In fact, the number of lawsuits filed against businesses whose websites aren’t accessible has skyrocketed over the last few years. Not only is defending such a lawsuit expensive, there are other costs as well. About one in five Americans has some type of disability, and they have a combined disposable income of $645B per year. Add in their friends and family, and you have another 105 million people who probably won’t do business with you anymore.
In other words, we’re talking about a huge market segment. Do you really want your website to broadcast a “You’re not welcome here” message?
Steps Toward Accessibility
One of the most important things you can do is add an accessibility statement to your website. The point is not to claim accessibility you haven’t achieved, but to make a good-faith statement describing your awareness of the problem and your commitment to fixing it.
Aside from adding an accessibility statement, there are a number of steps involved in achieving accessibility compliance. You can start by doing things like:
- Adding captions to videos.
- Adding descriptive alt-tags to images.
- Using high-contrast text on light backgrounds.
- Providing a number for people to call if they’re having problems using your website.
Keep Digital-Channels Up to Date
The internet can change in the blink of an eye. Your customers can abandon one channel for another. Things that were considered trend-worthy one day can be deemed offensive overnight.
And then there are the digital channels themselves, which change Terms of Service in response to new legislation. In addition, digital channels change login and other security protocols in response to a breach.
One of the security products you may use might send out an important patch – a software update to fix a specific security flaw. But if that patch winds up at the bottom of everyone’s to-do list, it could pose a much bigger threat than most people realize. The Equifax breach provides a perfect example. They knew about the vulnerability, and they knew a patch was available — they just didn’t apply it.
That being said, many organizations have such a myriad of software products that it’s almost impossible to keep up. And, in one study, 65% of respondents said they had a hard time prioritizing what to patch first. The time required to implement the patches – particularly for a small business with employees inexperienced in cybersecurity precautions – adds to the cost and inconvenience.
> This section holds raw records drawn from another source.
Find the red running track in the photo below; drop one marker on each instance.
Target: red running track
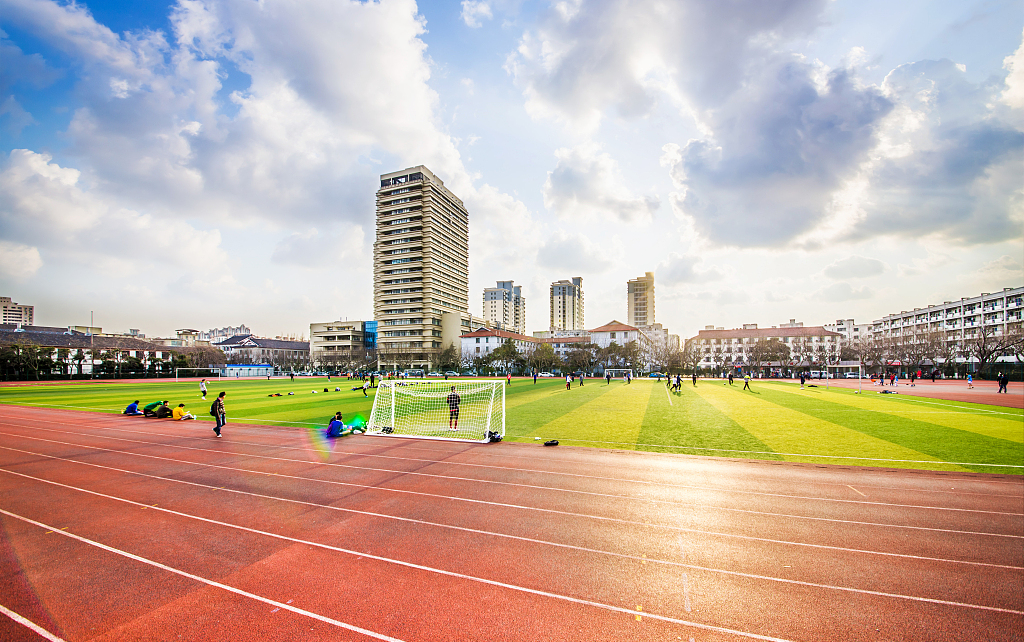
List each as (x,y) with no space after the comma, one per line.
(121,528)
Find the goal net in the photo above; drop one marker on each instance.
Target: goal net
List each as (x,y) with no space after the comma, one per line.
(619,373)
(196,373)
(433,410)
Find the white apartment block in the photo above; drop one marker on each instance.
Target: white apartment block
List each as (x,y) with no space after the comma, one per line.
(16,312)
(341,343)
(960,319)
(566,304)
(640,300)
(720,347)
(505,307)
(421,265)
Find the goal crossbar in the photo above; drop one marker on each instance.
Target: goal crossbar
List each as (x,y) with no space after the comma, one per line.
(474,411)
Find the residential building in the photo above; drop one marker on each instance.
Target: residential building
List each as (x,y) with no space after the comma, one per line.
(217,335)
(851,331)
(247,349)
(998,312)
(640,300)
(16,312)
(505,306)
(344,344)
(731,348)
(421,267)
(566,304)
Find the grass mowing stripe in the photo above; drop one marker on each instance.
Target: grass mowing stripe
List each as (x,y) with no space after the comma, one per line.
(1009,429)
(873,418)
(615,414)
(787,430)
(692,423)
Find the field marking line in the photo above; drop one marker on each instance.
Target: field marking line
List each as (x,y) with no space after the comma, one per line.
(505,536)
(534,486)
(212,583)
(505,468)
(25,622)
(513,587)
(422,567)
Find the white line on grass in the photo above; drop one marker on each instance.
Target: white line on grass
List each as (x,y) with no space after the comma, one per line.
(25,622)
(494,583)
(501,535)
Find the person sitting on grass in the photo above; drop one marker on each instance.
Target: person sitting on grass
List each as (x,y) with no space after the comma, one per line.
(151,409)
(180,414)
(133,409)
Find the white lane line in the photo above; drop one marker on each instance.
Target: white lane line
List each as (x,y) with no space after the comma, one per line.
(500,535)
(366,632)
(25,622)
(534,486)
(529,508)
(513,587)
(212,583)
(494,467)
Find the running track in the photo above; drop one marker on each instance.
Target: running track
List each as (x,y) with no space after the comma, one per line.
(119,528)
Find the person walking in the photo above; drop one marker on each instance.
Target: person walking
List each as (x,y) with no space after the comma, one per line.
(219,413)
The best way to address the issue is through digital policies. A policy that establishes a time table for reviewing channels and establishes triggers for taking action helps keep small problems from accumulating into an insurmountable mess. For organizations that do find themselves in such a mess, digital policies help avoid debates over how to fix the problem. When a policy tells employees what to do and the order in which to do it, you reduce the risk of a time-wasting debate – ensuring the most important priorities are handled first.
Conclusion
Small businesses have a zillion things to do and limited resources with which to do them. The tips I shared here are only a small subset of the digital policies I work on with my global clients, but they’re both the bare minimum and an achievable goal for most small businesses. In other words, almost everybody can afford to do them, and the survival of your business is at serious risk if you don’t.